Hit or robbery gone wrong?

 The SA Medical Association's Dr Angelique Coetzee said Munshi's death seemed more like an assassination than a robbery.

She said doctors now fear being victimised.

The Radiological Society of SA expressed concern about the growing number of killings of doctors.

“We are outraged by the brutal murder of Dr Munshi. Doctors travel at all times of day and night to see patients. There are increasing numbers of doctors and paramedics being attacked and killed.

Doctors are already at risk from the diseases they treat, as we have seen in the COVID-19 pandemic. It is even more tragic when they are violently killed while following their calling and serving the community,” said the society in a statement. 

Patient's family denies involvement in Munshi's death

Mohammadh Sayed, businessman and father of 10-year-old Zayaan, denied involvement in Munshi's death. In a statement released through his lawyer, he said allegations made in the media are “irresponsible, reckless and speculative”.

He said he wants the perpetrators to be “brought to justice as soon as possible”.

His legal team will work with the investigators to ensure justice is served in a transparent manner.

Eyewitnesses speak out 

Locals who witnessed the shooting said Munshi was shot five times by a man who did not wear a mask and was driving a dark-grey Mercedes-Benz. They said the suspect rear-ended Munshi's car and fired shots after the doctor stepped out of his car to assess the damage.

A municipal worker, Thabo, who asked for his surname not to be disclosed, said he was cleaning a drain when he heard a loud noise. He heard all five shots and witnessed Munshi collapse to the ground. He said he did not see the killer.

Another witness, Dayton Ramiah, was with his father, a former police officer, when the murder happened. He said the windows of the Mercedes were tinted and it did not have number plates. The vehicle sped away  when they rushed to help Munshi.

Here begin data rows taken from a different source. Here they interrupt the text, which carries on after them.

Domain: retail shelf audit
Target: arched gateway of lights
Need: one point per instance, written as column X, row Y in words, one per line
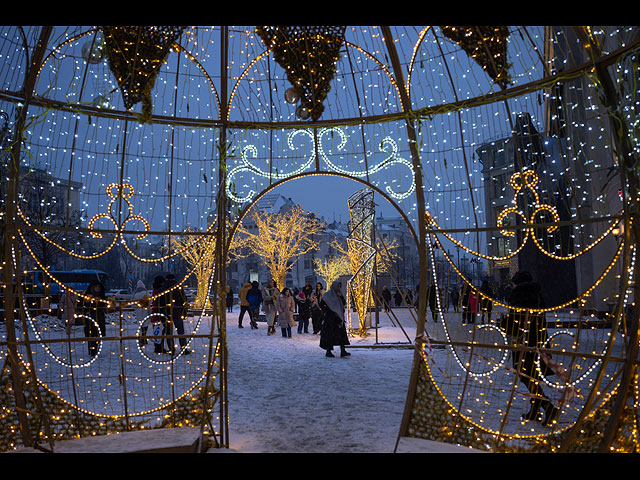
column 515, row 146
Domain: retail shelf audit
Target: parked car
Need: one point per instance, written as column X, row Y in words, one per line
column 120, row 294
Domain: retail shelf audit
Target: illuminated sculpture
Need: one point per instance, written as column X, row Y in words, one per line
column 406, row 111
column 362, row 253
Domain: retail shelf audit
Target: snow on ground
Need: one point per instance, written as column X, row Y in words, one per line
column 285, row 396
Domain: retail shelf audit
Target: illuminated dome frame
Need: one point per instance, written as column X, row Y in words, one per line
column 517, row 145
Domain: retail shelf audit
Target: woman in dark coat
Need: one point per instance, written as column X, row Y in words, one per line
column 334, row 330
column 486, row 305
column 529, row 329
column 94, row 309
column 316, row 313
column 431, row 297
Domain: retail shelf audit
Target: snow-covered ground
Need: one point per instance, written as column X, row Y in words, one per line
column 286, row 396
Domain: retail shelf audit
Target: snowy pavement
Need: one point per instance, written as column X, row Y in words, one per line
column 285, row 396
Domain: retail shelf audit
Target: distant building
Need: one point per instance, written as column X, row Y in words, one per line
column 252, row 267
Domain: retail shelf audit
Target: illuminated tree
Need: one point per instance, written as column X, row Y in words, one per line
column 200, row 255
column 281, row 238
column 386, row 254
column 332, row 267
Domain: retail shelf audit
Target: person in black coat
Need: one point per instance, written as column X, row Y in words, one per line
column 397, row 299
column 173, row 304
column 486, row 305
column 465, row 304
column 316, row 313
column 229, row 299
column 529, row 329
column 94, row 309
column 432, row 291
column 455, row 298
column 334, row 330
column 386, row 298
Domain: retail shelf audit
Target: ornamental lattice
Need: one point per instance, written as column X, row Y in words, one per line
column 487, row 45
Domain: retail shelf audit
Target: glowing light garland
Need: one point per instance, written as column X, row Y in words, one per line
column 246, row 166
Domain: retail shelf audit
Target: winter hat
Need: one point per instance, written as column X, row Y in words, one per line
column 522, row 277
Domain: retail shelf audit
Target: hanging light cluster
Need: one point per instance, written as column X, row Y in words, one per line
column 487, row 45
column 309, row 55
column 135, row 55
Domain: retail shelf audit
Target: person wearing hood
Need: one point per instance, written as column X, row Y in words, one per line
column 485, row 301
column 93, row 306
column 173, row 303
column 529, row 328
column 229, row 299
column 304, row 310
column 285, row 307
column 158, row 321
column 269, row 297
column 316, row 313
column 244, row 304
column 142, row 310
column 254, row 299
column 432, row 292
column 334, row 330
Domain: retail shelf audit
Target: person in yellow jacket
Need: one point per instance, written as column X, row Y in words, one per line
column 244, row 304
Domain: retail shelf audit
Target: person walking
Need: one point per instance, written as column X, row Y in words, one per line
column 229, row 299
column 316, row 313
column 386, row 298
column 285, row 307
column 254, row 299
column 142, row 310
column 269, row 297
column 455, row 298
column 474, row 306
column 67, row 309
column 93, row 306
column 465, row 301
column 304, row 310
column 529, row 328
column 397, row 298
column 295, row 298
column 173, row 303
column 433, row 305
column 486, row 305
column 334, row 330
column 244, row 304
column 158, row 320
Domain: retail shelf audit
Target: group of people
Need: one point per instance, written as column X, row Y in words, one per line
column 323, row 311
column 164, row 313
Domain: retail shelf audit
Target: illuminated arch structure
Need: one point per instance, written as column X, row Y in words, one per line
column 429, row 115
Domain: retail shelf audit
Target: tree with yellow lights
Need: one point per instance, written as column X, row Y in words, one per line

“It was horrifying. The man was lying bleeding on top of four pieces of white paper,” Ramiah said.

He said Munshi was hit by a bullet in his right eye, in the chest and twice in his right arm.

Goolam Hoosen, Munshi's cousin, said the family was devastated by his death.

He said they don't want to speculate whether his murder could be linked to the court case. He described Munshi as the pillar of the family and a peace-loving man.

Zweli Mkhize wants justice 

Health minister Zweli Mkhize called on authorities to secure justice for Munshi, and conveyed condolences to his family.

The SA Private Practitioners Forum (SAPPF) said Munshi was kind and dedicated to his patients and profession.

The forum said his murder was unbearable, especially as doctors put their lives on the line in the fight against the Covid-19 pandemic.

“Dr Munshi was an anaesthetist, one of the disciplines at highest risk for contracting Covid-19. This means he was offering his life for the service of people. This act against him, his family, and the profession at this time of the Covid-19 pandemic makes it more unbearable,” it said.”